Susan Page, a USA Today journalist and author of a new book Madam Speaker: Nancy Pelosi and the Lessons of Power, documented the House Speaker's decision.
Ms Pelosi felt she could retire once Hillary Clinton won the presidency, confident her policies would remain intact under the Democrat.
However, when Mr Trump defeated Ms Clinton, Ms Pelosi reportedly decided she had to remain in her position to try to safeguard Democratic policies.
Though Ms Pelosi was saddened that a woman - and a longtime personal friend - had failed to reach the highest office in American politics, she said her shock at Mr Trump's election went beyond issues of gender representation.
"That was saddening, but the election of Donald Trump was stunningly scary, and it was justified to be scared. How could they elect such a person – who talked that way about women, who was so crude and … to me, creepy,” she said.
Despite this, some of the individuals interviewed in the book doubted that Ms Pelosi would have gone through with her decision, even if Ms Clinton had won.
Ms Pelosi was long the highest-ranking woman in power in the US government until Kamala Harris took over as vice president.
The book recounts Ms Pelosi's initial interactions with Mr Trump the day after he was elected. She said they had a cordial phone call. She called him at Trump Towers and he picked up. She congratulated him and told him she looked forward to working with him, and he said he did as well.
“Nancy, me too,” Mr Trump said. “We’ll get some good things done.”
She recalled Mr Trump saying he had been a supporter of hers, and told her "I think you're terrific."
That optimism and goodwill did not last, however, as Mr Trump and Ms Pelosi went on to become bitter opponents throughout the entirety of his four-year stay in the White House.

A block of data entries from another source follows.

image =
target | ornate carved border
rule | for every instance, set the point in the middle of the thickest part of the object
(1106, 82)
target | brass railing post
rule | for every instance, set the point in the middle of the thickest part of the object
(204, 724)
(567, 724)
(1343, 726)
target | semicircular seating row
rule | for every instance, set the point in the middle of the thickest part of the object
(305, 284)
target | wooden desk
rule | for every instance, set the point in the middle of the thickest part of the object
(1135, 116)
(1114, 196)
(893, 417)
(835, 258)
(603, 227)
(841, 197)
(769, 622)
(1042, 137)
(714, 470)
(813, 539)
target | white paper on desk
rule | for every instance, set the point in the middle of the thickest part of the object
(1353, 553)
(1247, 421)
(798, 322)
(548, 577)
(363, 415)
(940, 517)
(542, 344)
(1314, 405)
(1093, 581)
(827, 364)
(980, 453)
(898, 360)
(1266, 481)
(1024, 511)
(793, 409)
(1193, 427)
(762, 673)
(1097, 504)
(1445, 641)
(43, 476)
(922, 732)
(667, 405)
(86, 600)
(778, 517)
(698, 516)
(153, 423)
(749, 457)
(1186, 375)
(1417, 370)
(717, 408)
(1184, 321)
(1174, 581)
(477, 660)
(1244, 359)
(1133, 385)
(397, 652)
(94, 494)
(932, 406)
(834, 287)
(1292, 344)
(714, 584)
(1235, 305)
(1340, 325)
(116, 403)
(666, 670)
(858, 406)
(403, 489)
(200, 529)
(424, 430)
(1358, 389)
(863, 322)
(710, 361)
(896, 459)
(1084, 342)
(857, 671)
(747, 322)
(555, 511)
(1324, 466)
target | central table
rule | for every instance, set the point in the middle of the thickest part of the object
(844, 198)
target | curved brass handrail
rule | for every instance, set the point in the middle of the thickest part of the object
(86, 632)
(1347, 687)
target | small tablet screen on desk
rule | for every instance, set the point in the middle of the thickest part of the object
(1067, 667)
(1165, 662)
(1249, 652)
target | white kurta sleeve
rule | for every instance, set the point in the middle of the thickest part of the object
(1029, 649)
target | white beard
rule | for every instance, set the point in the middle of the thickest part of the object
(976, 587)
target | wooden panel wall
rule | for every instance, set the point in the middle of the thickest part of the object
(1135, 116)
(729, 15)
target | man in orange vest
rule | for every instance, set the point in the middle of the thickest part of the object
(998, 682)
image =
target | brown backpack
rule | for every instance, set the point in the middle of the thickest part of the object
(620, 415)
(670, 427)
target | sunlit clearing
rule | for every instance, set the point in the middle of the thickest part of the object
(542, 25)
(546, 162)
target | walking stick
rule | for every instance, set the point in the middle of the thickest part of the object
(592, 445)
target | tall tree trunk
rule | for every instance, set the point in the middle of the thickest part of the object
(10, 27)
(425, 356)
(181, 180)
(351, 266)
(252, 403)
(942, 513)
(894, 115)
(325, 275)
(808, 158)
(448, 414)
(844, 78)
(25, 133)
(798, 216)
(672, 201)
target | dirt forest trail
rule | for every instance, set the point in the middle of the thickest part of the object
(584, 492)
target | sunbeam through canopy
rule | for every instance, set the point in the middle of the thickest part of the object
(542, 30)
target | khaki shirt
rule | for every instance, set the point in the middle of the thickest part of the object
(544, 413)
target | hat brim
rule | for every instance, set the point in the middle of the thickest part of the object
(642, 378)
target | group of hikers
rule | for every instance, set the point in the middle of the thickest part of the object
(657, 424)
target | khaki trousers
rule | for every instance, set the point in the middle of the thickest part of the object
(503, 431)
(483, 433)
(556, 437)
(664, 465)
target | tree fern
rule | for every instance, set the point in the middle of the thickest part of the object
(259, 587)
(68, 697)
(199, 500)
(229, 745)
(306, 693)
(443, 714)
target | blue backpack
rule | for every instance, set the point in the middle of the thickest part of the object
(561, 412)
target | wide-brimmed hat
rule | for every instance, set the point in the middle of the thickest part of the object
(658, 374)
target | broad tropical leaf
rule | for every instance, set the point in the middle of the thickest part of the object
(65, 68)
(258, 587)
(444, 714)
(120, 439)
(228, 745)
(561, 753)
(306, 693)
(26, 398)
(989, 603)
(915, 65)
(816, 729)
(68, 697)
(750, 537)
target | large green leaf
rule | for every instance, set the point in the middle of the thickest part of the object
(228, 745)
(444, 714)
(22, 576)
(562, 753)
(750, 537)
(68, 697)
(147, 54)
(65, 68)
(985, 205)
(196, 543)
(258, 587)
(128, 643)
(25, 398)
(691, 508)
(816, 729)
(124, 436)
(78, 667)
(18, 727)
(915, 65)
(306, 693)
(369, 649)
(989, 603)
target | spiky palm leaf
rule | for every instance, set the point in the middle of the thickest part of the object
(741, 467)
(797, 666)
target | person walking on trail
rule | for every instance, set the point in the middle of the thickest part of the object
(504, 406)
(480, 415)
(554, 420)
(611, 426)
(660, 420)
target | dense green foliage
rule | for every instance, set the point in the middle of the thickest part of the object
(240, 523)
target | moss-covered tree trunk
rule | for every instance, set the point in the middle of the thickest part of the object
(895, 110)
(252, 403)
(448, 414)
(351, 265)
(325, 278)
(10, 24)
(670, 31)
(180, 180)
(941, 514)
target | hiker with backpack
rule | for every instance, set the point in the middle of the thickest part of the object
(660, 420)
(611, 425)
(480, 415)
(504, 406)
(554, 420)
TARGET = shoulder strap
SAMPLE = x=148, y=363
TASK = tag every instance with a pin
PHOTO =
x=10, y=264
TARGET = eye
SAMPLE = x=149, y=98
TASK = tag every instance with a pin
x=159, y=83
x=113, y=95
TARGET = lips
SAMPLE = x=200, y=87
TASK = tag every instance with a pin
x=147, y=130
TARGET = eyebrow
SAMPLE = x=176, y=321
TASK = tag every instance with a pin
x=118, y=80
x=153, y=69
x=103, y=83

It is unclear if Ms Pelosi has any plans to retire any time soon.
In 2018, Ms Pelosi pledged to step down as Speaker of the House after a group of Democrats threatened to vote her out. The Democrats involved agreed to have a caucus vote on installing term limits for the top three Democrats in office, and she agreed to abide by those limits even if the vote did not pass.
That caucus ultimately never happened due to government shutdowns, but Ms Pelosi said last year she intended to honour her agreement.
“What I said then is whether it passes or not, I will abide by those limits that are there,” Ms Pelosi said.